Countermotion

Regarding Agenda Item 3: To ratify the acts of the members of the Managing Board

The Association of Ethical Shareholders Germany requests that the acts of the members of the Managing Board not be ratified.

Supporting statement:

The Managing Board of Siemens AG has not adequately complied with its obligations as regards human rights due diligence. Moreover, the existing and announced climate protection measures do not fulfill the goals of the Paris Agreement.

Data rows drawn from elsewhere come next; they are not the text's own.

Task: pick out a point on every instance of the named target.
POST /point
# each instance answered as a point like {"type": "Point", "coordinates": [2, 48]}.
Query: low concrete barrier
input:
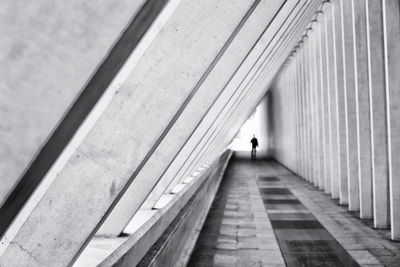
{"type": "Point", "coordinates": [169, 236]}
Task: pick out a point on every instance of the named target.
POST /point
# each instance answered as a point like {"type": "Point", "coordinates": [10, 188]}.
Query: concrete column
{"type": "Point", "coordinates": [341, 103]}
{"type": "Point", "coordinates": [331, 47]}
{"type": "Point", "coordinates": [301, 109]}
{"type": "Point", "coordinates": [326, 99]}
{"type": "Point", "coordinates": [380, 168]}
{"type": "Point", "coordinates": [363, 109]}
{"type": "Point", "coordinates": [307, 92]}
{"type": "Point", "coordinates": [314, 104]}
{"type": "Point", "coordinates": [348, 28]}
{"type": "Point", "coordinates": [321, 106]}
{"type": "Point", "coordinates": [392, 41]}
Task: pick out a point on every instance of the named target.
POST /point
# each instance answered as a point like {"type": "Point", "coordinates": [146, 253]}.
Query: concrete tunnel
{"type": "Point", "coordinates": [117, 122]}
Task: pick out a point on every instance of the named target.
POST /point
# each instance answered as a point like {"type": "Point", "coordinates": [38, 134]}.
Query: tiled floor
{"type": "Point", "coordinates": [237, 231]}
{"type": "Point", "coordinates": [309, 227]}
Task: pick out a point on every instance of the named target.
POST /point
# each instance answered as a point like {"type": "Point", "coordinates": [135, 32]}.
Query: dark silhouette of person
{"type": "Point", "coordinates": [254, 145]}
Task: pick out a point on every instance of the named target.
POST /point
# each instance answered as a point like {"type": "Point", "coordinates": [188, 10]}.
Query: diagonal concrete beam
{"type": "Point", "coordinates": [64, 219]}
{"type": "Point", "coordinates": [243, 39]}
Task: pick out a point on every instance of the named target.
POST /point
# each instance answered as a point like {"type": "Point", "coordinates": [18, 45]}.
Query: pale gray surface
{"type": "Point", "coordinates": [364, 125]}
{"type": "Point", "coordinates": [121, 138]}
{"type": "Point", "coordinates": [393, 95]}
{"type": "Point", "coordinates": [379, 148]}
{"type": "Point", "coordinates": [342, 103]}
{"type": "Point", "coordinates": [49, 51]}
{"type": "Point", "coordinates": [186, 125]}
{"type": "Point", "coordinates": [351, 96]}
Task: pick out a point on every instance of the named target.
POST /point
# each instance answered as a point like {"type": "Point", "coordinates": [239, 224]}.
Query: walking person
{"type": "Point", "coordinates": [254, 145]}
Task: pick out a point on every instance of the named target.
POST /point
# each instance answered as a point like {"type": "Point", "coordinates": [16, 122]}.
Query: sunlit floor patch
{"type": "Point", "coordinates": [303, 240]}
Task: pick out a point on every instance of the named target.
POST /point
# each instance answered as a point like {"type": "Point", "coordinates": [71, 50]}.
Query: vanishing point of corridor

“We have learned” – a dubious claim

Dr. Roland Busch and Joe Kaeser affirm in the foreword to the latest Sustainability Report that they have learned from past mistakes “such as the controversial delivery of safety systems to Adani’s Carmichael project” (Siemens Sustainability Information 2020, page 4). A new “ESG due-diligence tool” is now intended to enable early identification of environmental risks and risks that jeopardize human rights or the company’s reputation. However, Siemens has had such an ESG risk management system before. That raises the question of whether the Managing Board will now actually comply adequately with its obligations as regards human rights due diligence.

Identifying ESG risks is by no means enough to live up to the commitments to the goals of the Paris Agreement and the UN’s 2030 Agenda for Sustainable Development. A more extensive change of course is required here so as to avoid being exposed to the ever-growing risks involved in fossil energy projects.

The Managing Board will no longer be directly responsible for the power plant business of the new Siemens Energy in the future. However, Siemens AG is still by far the largest shareholder in Siemens Energy and therefore still has a responsibility to reconcile Siemens Energy’s climate protection measures with the Paris Climate Goals.

Withdrawal from coal neither responsible nor uncompromising

Five years after the Paris Agreement, it was a long overdue step to have Siemens Energy formulate a plan for exiting coal-fired power plant business. Yet the announcements of a “responsible and uncompromising” exit was followed only by the stipulation that Siemens Energy would no longer participate in tenders for pure coal-fired power plants. An uncompromising approach would have been to at least withdraw from bidding processes in which Siemens has already submitted an offer. Siemens Energy is still involved in the controversial coal-fired power plant project Jawa 9 and 10 in Indonesia, for instance. Siemens Energy also intends to adhere to combined heat and power plants.

Based on scientific findings, two measures are particularly important so that the objective of the Paris Agreement to limit global warming to 1.5 degrees Celsius can be achieved: OECD countries must fully phase out coal-fired power generation by 2030 at the latest, and all coal-fired powerplants should be shut down by 2040 at the latest (cf. https://climateanalytics.org/briefings/coal-phase-out/).

There has been a massive increase in the economic and political pressure on the coal industry, which means that Siemens Energy’s half-hearted withdrawal from coal is also not responsible toward its own employees. They deserve a clear future perspective beyond fossil energies, since gas business predictably harbors the same risks as coal, too.

Adhering to gas hampers expansion of renewable energies

As with the phase-out of coal, a path to phase out the fossil fuel of gas is urgently needed so that the Paris Climate Goals can be achieved. By adhering to gas projects and pointing to an unrealistically high volume of green hydrogen to justify new gas infrastructure, Siemens is blocking the urgently needed expansion of renewable energies. Large plans to expand gas, coupled with the necessary reduction in the use of gas planned throughout the EU, is a recipe for ruinous investment. One example is Israel: The government has decided to expand solar energy on a massive scale and to stop issuing new permits to build new gas-fired power plants to private enterprises. The largest private gas-fired power plant planned in Israel, Reindeer Station, to which Siemens Energy wants to supply the technology and in which Siemens is an investor, should not be implemented given that. Massive local protests continue and put a question mark over whether the project will be completed.

No ambitious climate goals

The significance of Siemens’ goal to become climate-neutral by 2030 pales in view of the fact that Siemens does not include the greenhouse gas emissions in its own supply chains or from its business travel (Scope 3). More than 10 million tons of CO2 equivalent were produced as part of Scope 3 emissions in the past fiscal year, compared with “only” 700,000 tons of CO2 equivalent at its own business establishments (Scope 1 and 2). Effective climate protection measures must therefore aim to achieve a massive reduction in Scope 3 emissions; however, so far Siemens is planning to reduce them only by a meager 20 percent by 2030 and a climate-neutral supply chain is not envisaged until 2050.